Skillfully engaging in the practice “be curious, not furious” means to feel and act with a sense of greater safety instead of scanning for threats. It means to feel more satisfied instead of focusing on what is lacking or needed.
Whatever a person frequently thinks about and ponders, that will become the inclination of their mind. If one frequently thinks about and ponders unhealthy states, one has abandoned healthy states to cultivate unhealthy states, and then one’s mind inclines to unhealthy states. (MN 19)

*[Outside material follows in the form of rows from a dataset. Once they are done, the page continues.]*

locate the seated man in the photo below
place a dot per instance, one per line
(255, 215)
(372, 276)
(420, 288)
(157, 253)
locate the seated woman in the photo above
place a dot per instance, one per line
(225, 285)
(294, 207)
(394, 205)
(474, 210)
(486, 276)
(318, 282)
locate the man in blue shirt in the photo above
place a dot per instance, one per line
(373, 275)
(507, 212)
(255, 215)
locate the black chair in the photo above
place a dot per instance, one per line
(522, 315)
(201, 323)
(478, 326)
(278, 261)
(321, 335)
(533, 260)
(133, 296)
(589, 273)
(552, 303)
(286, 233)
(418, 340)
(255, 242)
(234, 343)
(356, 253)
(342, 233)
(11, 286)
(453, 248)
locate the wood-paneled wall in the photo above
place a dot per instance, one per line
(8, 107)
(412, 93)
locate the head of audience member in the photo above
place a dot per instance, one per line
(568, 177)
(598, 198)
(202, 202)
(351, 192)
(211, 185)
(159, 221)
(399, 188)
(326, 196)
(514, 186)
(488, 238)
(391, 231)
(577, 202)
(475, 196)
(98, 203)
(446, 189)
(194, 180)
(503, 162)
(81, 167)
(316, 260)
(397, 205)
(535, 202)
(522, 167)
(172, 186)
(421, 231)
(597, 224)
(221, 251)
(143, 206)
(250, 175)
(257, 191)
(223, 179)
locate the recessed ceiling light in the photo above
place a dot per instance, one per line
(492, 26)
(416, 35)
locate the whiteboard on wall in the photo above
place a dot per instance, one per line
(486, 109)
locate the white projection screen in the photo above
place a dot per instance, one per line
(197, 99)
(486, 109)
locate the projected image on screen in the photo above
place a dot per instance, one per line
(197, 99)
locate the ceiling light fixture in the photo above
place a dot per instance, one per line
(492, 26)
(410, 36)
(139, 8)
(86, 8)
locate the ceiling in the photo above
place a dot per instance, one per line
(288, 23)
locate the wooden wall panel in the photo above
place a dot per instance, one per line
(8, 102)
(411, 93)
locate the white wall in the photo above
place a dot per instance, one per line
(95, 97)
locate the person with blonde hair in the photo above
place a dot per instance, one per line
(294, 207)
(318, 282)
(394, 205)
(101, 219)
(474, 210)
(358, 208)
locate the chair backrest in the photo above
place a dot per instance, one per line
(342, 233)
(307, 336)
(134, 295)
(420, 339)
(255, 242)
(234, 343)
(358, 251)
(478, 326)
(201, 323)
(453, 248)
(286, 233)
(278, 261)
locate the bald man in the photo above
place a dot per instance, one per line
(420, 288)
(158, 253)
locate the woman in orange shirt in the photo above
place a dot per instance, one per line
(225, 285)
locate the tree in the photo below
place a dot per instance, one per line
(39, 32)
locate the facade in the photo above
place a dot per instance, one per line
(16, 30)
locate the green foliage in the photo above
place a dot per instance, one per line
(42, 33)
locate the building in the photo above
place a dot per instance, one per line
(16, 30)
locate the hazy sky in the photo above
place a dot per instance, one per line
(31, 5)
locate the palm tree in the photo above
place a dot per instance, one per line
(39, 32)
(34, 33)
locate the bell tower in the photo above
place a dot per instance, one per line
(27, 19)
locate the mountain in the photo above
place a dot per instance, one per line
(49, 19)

Here a person rouses the will, makes an effort, stirs up energy, exerts the mind, and strives to abandon arisen unhealthy mental states. One abandons the arisen hindrance of sense desire. (MN 141)
Reflection
Unhealthy states arise in human experience all the time. This is not your fault; you are not to be blamed for it or to feel guilty about it. What is important is first of all to notice when an unhealthy state is arising—hence the value of mindfulness training—and then to understand that it is unhealthy, which comes gradually with wisdom, and finally to let go of it—not suppress it or ignore it but simply let it pass through the mind and go away.
Daily Practice
One of the most persistent and common of the unhealthy states is sense desire. There is a natural tendency for the senses to lean in to experience, to subtly seek out and attach to things that give us a sense of gratification. Make an effort to recognize when this is happening, and respond with letting go. Notice, understand, and release. Repeat often.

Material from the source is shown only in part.